2. Develop and apply multiple strategies to solve a problem.

a. Use a range of standard methods, devices, techniques, and strategies to gather and analyze information.
b. Use knowledge gained from other subject areas to solve a given problem.

3. Collect evidence and data systematically and directly relate to solving a problem.

a. Use general and specialized reference works and databases to locate sources.
b. Collect evidence and data directly related to solving the problem and eliminate irrelevant information.
c. Produce charts, graphs, and diagrams accurately, including scale, labeling, units, and organization.
d. Present the collected data visually, describe the data collection procedure, and defend choosing that procedure over other possibilities.

D. Academic behaviors

1. Self-monitor learning needs and seek assistance when needed.

a. Ask questions to check for understanding or to clarify information.
b. Use a systematic method for recording, storing, and organizing materials and resources; avoid haphazard or messy accumulation of information.

2. Use study habits necessary to manage academic pursuits and requirements.

a. Manage time effectively to complete tasks on time.
b. Demonstrate accurate note-taking.
c. Use the appropriate level of detail necessary to complete an assigned task.
d. Balance academic and non-academic activities to successfully participate in both.

3. Strive for accuracy and precision.

a. Collect and report experimental data carefully and correctly.
b. Produce charts, graphs, and diagrams accurately, including scale, labeling, units, and organization.
c. Eliminate irrelevant information from an assignment.

4. Persevere to complete and master tasks.

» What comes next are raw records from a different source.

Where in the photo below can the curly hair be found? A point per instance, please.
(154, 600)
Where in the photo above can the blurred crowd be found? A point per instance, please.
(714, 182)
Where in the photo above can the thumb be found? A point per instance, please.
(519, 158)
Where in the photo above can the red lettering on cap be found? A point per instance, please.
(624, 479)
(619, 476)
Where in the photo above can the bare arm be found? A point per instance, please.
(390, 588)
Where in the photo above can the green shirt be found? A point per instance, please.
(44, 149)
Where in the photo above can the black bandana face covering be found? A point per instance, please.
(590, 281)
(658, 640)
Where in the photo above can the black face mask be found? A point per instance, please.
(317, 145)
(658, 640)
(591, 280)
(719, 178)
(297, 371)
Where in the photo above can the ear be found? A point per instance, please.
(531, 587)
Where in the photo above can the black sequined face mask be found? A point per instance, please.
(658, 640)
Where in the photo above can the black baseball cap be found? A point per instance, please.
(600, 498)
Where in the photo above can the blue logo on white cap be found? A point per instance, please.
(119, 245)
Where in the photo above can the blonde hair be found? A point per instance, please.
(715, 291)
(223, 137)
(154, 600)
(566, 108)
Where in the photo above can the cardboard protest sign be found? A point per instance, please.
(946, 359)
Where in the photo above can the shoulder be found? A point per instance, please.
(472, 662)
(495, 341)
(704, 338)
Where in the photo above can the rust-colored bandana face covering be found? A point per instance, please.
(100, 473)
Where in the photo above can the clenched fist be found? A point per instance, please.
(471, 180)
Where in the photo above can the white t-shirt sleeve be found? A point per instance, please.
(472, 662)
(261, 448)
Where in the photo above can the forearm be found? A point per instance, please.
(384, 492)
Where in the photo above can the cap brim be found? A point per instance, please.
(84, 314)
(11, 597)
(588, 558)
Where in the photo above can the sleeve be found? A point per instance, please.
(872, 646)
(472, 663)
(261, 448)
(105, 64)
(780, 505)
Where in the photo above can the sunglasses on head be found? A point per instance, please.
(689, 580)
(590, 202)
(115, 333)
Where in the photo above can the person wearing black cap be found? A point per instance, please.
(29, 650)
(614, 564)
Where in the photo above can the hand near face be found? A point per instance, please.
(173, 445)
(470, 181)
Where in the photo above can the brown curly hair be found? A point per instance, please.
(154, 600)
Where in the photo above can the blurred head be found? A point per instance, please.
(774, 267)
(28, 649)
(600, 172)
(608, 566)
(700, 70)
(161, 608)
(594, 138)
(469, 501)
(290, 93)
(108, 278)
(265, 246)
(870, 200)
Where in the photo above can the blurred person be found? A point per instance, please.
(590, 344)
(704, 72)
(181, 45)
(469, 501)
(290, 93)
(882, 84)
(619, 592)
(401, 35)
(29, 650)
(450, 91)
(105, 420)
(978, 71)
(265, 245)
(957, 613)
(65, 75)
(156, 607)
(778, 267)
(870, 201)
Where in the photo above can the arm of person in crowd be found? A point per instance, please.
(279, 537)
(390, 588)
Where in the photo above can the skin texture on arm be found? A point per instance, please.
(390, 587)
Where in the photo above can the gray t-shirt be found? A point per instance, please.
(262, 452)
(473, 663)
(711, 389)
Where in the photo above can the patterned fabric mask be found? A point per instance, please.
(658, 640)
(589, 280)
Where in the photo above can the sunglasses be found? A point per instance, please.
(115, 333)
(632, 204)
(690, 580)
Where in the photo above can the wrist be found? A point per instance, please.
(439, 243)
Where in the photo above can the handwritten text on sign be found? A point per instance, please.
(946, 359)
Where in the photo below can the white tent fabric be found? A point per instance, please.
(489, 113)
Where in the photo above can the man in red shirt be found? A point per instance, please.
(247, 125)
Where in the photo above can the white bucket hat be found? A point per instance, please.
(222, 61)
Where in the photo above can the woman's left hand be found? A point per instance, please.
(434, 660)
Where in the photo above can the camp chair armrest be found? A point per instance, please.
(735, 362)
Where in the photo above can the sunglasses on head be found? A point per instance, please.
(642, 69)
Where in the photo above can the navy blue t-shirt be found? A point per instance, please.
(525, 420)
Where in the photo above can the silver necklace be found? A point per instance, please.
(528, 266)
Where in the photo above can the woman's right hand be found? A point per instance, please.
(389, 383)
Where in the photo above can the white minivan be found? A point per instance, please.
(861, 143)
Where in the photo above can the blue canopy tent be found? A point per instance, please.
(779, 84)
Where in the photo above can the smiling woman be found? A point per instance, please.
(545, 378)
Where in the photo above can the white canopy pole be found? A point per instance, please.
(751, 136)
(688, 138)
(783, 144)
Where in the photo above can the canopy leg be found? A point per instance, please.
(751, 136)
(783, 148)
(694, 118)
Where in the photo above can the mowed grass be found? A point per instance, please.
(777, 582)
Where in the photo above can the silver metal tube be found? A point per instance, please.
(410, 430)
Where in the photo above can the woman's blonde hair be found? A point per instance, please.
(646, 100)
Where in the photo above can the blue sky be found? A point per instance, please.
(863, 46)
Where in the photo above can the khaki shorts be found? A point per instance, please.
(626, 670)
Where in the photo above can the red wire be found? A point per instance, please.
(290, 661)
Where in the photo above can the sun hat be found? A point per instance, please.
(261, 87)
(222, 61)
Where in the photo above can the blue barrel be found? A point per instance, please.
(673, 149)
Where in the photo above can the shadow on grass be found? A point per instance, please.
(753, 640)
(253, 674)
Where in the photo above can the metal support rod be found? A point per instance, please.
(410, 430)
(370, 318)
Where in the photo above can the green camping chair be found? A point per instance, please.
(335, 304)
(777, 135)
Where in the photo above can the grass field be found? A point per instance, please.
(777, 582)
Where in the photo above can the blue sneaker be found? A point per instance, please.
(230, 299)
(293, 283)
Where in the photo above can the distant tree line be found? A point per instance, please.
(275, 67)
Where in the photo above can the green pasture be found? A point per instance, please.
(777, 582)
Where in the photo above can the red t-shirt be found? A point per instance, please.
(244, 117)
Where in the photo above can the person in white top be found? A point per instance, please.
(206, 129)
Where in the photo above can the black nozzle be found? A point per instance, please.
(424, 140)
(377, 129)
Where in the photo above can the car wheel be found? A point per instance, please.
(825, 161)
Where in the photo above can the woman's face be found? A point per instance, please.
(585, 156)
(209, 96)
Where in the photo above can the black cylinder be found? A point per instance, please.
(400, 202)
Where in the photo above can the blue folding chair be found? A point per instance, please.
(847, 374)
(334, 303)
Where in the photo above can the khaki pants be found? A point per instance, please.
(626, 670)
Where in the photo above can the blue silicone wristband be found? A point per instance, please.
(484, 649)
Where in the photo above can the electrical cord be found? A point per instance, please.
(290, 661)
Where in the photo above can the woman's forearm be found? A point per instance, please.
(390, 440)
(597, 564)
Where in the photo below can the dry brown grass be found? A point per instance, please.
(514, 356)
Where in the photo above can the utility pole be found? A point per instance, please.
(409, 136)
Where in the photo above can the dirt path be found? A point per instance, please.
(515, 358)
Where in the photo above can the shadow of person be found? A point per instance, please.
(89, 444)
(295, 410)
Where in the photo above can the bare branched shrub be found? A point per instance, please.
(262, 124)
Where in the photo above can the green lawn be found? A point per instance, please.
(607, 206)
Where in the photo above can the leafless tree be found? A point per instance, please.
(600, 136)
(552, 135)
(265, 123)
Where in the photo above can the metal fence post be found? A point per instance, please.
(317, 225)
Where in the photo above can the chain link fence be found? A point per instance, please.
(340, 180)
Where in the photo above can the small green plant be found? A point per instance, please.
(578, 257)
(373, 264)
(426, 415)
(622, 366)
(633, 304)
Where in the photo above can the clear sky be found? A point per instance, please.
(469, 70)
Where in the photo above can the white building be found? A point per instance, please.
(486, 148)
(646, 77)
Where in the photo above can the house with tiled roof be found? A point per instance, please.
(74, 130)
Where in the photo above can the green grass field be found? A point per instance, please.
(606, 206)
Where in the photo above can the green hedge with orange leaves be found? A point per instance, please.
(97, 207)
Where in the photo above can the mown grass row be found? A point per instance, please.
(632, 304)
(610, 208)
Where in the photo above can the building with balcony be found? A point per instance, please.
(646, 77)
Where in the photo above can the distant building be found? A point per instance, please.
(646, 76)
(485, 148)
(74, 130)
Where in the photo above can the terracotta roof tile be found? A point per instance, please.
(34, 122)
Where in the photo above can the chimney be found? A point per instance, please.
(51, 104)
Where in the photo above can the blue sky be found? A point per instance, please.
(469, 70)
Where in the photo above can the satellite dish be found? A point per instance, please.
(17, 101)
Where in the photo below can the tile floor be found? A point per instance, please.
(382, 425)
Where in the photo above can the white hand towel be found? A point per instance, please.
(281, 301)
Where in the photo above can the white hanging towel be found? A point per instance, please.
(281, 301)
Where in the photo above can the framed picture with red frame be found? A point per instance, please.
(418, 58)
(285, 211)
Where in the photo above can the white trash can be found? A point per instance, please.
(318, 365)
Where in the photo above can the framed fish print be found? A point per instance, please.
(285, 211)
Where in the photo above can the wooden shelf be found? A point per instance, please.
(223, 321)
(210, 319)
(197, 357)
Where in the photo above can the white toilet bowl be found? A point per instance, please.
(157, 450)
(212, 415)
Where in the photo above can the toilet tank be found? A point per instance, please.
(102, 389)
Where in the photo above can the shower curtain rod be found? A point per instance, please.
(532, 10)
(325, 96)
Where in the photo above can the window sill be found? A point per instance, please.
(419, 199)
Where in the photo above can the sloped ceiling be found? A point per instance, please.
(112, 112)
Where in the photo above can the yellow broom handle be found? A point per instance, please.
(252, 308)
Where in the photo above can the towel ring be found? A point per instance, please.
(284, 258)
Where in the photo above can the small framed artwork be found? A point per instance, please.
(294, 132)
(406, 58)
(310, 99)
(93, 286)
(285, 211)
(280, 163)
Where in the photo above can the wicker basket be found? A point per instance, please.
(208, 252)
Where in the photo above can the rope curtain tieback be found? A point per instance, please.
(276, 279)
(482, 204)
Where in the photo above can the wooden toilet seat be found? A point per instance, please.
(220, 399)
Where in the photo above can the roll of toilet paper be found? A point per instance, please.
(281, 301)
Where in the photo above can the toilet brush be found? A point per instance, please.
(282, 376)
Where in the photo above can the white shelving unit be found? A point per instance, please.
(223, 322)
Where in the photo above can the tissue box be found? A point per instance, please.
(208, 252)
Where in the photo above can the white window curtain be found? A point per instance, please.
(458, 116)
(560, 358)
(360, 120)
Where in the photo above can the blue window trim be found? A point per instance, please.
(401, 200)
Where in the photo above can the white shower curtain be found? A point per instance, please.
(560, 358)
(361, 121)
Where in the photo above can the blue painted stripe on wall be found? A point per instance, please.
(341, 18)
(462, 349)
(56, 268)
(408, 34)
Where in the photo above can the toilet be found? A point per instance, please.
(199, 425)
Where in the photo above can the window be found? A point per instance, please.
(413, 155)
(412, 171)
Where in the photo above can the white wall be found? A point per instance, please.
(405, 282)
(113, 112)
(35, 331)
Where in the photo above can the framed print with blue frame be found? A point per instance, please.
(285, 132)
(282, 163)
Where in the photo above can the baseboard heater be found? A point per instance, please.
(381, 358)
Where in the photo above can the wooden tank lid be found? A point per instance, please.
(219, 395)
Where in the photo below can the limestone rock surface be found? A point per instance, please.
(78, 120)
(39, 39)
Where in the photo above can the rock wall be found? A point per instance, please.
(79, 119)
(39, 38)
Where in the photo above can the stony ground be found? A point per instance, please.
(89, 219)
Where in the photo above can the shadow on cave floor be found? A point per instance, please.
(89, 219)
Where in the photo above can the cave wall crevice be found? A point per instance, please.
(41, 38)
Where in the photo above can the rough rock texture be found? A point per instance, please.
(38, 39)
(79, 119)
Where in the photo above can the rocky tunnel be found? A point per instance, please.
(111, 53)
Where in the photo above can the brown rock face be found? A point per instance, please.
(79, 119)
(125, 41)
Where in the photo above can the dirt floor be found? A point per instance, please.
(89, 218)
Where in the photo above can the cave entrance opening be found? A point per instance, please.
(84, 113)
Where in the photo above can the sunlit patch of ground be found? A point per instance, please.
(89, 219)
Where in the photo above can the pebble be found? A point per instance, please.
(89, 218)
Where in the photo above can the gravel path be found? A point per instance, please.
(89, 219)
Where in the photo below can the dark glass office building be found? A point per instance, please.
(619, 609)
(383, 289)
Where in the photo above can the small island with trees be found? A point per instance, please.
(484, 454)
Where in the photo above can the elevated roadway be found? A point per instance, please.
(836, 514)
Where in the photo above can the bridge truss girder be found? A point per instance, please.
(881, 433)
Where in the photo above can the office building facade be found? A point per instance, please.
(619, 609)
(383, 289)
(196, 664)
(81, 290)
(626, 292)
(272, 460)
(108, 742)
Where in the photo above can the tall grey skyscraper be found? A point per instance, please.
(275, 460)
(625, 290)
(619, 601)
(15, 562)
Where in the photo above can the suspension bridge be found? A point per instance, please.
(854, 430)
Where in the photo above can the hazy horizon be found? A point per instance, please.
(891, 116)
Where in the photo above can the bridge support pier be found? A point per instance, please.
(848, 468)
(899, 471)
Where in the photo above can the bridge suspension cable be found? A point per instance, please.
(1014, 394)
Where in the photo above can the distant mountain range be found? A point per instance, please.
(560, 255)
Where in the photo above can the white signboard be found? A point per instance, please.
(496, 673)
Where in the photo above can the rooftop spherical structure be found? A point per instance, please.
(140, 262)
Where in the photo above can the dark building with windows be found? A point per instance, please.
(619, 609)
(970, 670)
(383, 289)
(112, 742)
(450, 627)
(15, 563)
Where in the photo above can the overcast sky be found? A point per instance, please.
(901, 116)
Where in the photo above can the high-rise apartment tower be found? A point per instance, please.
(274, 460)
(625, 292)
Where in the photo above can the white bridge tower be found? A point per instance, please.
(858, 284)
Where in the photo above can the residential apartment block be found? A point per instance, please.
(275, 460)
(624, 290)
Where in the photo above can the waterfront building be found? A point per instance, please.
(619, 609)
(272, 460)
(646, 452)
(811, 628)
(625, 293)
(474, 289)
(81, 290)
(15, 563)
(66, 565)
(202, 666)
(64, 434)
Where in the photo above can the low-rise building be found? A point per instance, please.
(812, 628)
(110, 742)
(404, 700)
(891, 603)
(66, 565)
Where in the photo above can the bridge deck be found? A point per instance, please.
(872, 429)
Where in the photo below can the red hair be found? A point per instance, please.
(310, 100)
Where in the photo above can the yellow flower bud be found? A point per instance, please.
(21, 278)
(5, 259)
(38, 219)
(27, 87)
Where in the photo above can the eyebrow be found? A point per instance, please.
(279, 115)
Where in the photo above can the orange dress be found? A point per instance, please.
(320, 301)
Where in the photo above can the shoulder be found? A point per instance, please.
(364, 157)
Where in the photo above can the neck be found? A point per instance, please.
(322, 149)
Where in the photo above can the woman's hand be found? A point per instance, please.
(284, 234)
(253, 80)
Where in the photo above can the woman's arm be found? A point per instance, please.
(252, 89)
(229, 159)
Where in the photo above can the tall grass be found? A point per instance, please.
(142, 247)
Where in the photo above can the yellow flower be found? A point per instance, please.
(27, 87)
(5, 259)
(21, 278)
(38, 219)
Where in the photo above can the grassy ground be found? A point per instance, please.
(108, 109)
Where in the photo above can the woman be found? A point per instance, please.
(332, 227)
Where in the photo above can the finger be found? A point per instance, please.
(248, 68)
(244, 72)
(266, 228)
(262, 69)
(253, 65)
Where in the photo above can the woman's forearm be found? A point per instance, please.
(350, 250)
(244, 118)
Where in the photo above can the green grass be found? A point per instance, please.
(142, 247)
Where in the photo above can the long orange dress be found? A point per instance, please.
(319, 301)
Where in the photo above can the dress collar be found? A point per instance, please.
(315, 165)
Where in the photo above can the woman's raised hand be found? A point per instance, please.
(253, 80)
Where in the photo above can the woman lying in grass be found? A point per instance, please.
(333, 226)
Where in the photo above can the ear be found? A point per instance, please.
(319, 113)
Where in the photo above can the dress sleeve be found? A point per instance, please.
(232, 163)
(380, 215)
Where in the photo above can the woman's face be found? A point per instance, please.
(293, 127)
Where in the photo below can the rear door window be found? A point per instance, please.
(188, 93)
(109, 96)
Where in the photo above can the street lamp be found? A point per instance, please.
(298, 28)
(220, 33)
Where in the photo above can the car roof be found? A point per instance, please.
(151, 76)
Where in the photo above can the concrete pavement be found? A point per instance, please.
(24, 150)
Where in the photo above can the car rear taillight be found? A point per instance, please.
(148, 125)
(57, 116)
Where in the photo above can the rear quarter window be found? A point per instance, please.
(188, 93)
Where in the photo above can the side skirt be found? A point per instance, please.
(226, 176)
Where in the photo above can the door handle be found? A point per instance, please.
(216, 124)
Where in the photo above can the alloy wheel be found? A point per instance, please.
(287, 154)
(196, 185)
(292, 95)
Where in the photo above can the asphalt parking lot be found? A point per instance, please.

a. Persevere until a task is completed by working even when faced with uncertainty or open-ended assignments.
b. Seek assistance when needed to complete the assignment.
c. Recognize when a task is completed.

E. Work habits

1. Work independently.

a. Plan a project, establish its parameters, and complete it with minimal supervision, seeking assistance accordingly.
b. Follow directions or procedures independently.
c. Complete assignments outside the classroom setting in a timely manner.

2. Work collaboratively.

a. Work collaboratively with students from various cultural and ethnic backgrounds.
b. Distinguish between situations where collaborative work is appropriate and where it is not.
c. Work in small groups to investigate a problem or conduct an experiment.

F. Academic integrity

1. Attribute ideas and information to source materials and people.

a. Document the work of others, giving credit where credit is due and never claim credit for work that is not one’s own.
b. Use standard bibliographic and reference citation formats, choosing the style appropriate to the subject and the audience.
c. Define plagiarism and articulate the consequences of academic dishonesty.

2. Evaluate sources for quality of content, validity, credibility, and relevance.

a. Verify validity of a source within a submitted work.
b. Compare and contrast coverage of a single topic from multiple media sources.

3. Include the ideas of others and the complexities of the debate, issue, or problem.

a. Present multiple perspectives of an issue.
b. Represent accurately the data, conclusions, or opinions of others.

4. Understand and adhere to ethical codes of conduct.

a. Follow copyright laws and restrictions.
b. Use technology responsibly (e.g., avoiding malice, misrepresentation, or misleading use of information).